From the horse’s mouth
Since the COVID-19 coronavirus plague had us housebound even for work or school, we have ended up using videoconferencing platforms more frequently for work, school and social life. The most popular of these platforms ended up being Zoom which effectively became a generic trademark for multiparty videoconferencing.
But the computer press and consumer-privacy regulators identified that most of these videoconferencing platforms had security and user-privacy / company-confidentiality weaknesses. One of these that has beset Zoom was the lack of end-to-end encryption for multiparty videocalls. This ended up being a key issue due to most of us ending using these platforms more frequently and the increased use of Zoom and similar platforms for medical and legal telexonsultations.
Now Zoom, as part of its recent Zoomtopia feature-launch multiparty videoconference, has launched a number of new features for their platform. These include virtual participant layouts similar to what Microsoft Teams is offering.
But the important one here is to facilitate end-to-end encryption during multiparty videoconferences. This will be available across all of Zoom’s user base, whether free or paid. For the first 30 days from next week, it will be a technical preview so they can know of any bugs in the system.
The end-to-end encryption is based around the meeting host rather than Zoom generating the keypairs for the encryption protocol, which would occur as a videoconference is started and as users come on board. It is a feature that Zoom end-users would need to enable at account level and also activate for each meeting they wish to keep secure. That is different from WhatsApp where end-to-end encryption occurs by default and in a hands-off manner.
At the moment, updated native Zoom clients will support the end-to-end encryption – you won’t have support for it on Zoom Web experiences or third-party devices and services that work with Zoom like the smart displays or Facebook’s Portal TV videophone. This situation will be revised as Zoom releases newer APIs and software that answers thsi need.

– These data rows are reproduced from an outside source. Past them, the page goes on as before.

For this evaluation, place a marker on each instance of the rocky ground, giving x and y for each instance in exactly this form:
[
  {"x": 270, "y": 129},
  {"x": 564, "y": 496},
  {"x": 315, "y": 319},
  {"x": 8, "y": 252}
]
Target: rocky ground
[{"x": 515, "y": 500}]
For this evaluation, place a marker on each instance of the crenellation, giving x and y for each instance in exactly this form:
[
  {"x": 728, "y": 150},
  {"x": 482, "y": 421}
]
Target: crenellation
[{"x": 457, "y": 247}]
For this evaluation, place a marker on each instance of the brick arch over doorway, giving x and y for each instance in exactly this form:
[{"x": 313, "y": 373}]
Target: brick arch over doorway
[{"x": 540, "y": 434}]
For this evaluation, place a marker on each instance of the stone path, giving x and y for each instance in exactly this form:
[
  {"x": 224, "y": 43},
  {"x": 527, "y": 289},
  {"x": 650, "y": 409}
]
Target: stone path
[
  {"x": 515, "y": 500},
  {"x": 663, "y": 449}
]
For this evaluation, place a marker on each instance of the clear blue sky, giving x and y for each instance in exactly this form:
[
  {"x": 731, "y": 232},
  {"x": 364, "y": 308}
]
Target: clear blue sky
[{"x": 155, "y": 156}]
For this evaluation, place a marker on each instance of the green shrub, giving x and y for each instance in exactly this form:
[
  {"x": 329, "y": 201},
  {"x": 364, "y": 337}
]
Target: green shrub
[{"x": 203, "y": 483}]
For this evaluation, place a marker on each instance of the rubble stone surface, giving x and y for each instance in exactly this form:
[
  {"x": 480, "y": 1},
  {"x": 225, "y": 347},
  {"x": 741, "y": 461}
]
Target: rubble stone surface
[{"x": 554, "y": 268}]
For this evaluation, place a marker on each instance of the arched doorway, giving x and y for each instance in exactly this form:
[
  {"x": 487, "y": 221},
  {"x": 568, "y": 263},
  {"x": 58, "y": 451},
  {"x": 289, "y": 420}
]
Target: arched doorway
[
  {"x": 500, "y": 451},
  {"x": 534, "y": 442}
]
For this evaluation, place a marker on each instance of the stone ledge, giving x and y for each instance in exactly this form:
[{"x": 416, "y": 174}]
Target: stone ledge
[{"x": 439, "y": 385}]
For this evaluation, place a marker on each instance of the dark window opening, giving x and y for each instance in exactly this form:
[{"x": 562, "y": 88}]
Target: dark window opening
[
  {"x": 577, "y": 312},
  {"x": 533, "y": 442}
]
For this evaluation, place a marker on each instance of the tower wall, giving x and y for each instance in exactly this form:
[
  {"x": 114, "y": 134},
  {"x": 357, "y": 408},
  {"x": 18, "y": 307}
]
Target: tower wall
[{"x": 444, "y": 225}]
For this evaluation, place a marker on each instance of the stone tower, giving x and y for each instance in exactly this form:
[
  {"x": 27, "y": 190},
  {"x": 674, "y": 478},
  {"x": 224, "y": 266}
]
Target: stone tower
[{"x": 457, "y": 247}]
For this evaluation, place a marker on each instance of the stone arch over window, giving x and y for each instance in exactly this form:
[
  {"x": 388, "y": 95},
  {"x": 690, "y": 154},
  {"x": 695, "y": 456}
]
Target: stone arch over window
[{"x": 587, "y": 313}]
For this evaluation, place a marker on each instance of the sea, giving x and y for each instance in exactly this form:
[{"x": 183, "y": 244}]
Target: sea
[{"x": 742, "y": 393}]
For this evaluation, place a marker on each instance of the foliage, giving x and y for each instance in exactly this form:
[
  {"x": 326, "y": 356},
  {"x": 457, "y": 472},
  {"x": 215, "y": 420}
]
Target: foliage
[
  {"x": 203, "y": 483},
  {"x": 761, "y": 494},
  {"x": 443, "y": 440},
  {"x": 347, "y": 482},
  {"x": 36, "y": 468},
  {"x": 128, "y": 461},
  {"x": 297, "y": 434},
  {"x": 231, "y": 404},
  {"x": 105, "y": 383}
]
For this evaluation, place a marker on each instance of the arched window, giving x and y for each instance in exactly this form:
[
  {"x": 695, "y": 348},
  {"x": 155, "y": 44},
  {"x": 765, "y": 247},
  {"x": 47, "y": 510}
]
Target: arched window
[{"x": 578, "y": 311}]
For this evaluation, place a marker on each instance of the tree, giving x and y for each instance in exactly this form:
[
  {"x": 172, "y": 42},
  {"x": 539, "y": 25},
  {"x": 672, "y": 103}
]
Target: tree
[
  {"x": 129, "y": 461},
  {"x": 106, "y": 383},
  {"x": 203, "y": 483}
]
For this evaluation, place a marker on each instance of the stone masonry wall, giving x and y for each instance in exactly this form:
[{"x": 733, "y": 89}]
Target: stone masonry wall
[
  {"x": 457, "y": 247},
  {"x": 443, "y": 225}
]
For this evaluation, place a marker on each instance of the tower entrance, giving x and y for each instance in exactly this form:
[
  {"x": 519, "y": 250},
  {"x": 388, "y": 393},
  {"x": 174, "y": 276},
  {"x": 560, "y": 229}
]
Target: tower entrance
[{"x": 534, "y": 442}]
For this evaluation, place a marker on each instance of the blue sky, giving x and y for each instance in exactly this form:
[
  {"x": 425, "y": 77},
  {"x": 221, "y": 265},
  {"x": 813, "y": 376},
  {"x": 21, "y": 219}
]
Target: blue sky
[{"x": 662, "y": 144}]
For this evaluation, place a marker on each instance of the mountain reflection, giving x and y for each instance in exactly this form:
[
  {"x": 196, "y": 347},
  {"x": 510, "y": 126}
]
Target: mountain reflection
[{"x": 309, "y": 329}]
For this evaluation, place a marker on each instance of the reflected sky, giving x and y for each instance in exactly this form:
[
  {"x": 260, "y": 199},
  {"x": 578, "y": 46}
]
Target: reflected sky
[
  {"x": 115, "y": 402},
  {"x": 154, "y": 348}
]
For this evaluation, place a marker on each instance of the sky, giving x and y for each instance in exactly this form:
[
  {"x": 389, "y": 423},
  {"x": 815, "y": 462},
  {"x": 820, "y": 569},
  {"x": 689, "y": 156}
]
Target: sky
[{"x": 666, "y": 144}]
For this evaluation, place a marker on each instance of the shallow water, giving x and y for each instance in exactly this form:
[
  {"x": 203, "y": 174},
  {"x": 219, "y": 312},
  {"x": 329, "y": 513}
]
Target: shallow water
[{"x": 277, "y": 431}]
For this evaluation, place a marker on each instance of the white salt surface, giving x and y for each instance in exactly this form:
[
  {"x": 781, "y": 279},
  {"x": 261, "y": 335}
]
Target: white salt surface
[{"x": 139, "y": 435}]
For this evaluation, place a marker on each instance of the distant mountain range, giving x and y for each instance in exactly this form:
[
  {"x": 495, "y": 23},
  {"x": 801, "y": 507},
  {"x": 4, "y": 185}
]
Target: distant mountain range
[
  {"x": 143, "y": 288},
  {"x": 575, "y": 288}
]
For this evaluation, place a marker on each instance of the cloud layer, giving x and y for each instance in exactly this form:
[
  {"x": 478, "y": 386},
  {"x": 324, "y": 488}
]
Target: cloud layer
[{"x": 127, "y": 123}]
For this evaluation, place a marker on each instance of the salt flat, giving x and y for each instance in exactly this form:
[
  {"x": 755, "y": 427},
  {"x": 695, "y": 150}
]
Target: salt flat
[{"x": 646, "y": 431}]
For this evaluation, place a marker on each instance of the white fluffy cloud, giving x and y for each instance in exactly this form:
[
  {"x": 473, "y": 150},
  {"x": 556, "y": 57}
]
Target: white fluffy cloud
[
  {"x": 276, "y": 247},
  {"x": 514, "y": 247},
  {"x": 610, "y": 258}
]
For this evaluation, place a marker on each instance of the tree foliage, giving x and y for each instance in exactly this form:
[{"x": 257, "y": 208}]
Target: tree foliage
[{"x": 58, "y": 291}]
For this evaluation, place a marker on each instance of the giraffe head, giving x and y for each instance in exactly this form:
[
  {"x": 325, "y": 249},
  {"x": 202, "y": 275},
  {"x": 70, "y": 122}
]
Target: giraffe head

If a meeting is operating with end-to-end encryption, there will be a green shield with a lock symbol in the upper left corner to indicate that this is the case. They can click on the icon to bring up a verification code and have that confirmed by the meeting host reading it out loud.
Free users will be required to use SMS-based verification when they set up their account for end-to-end encryption. This is a similar user experience to what a lot of online services are doing where there is a mobile phone number as a second factor of authenticity.
At least Zoom is taking steps towards making its multiparty videoconference platform more safe and secure for everyone.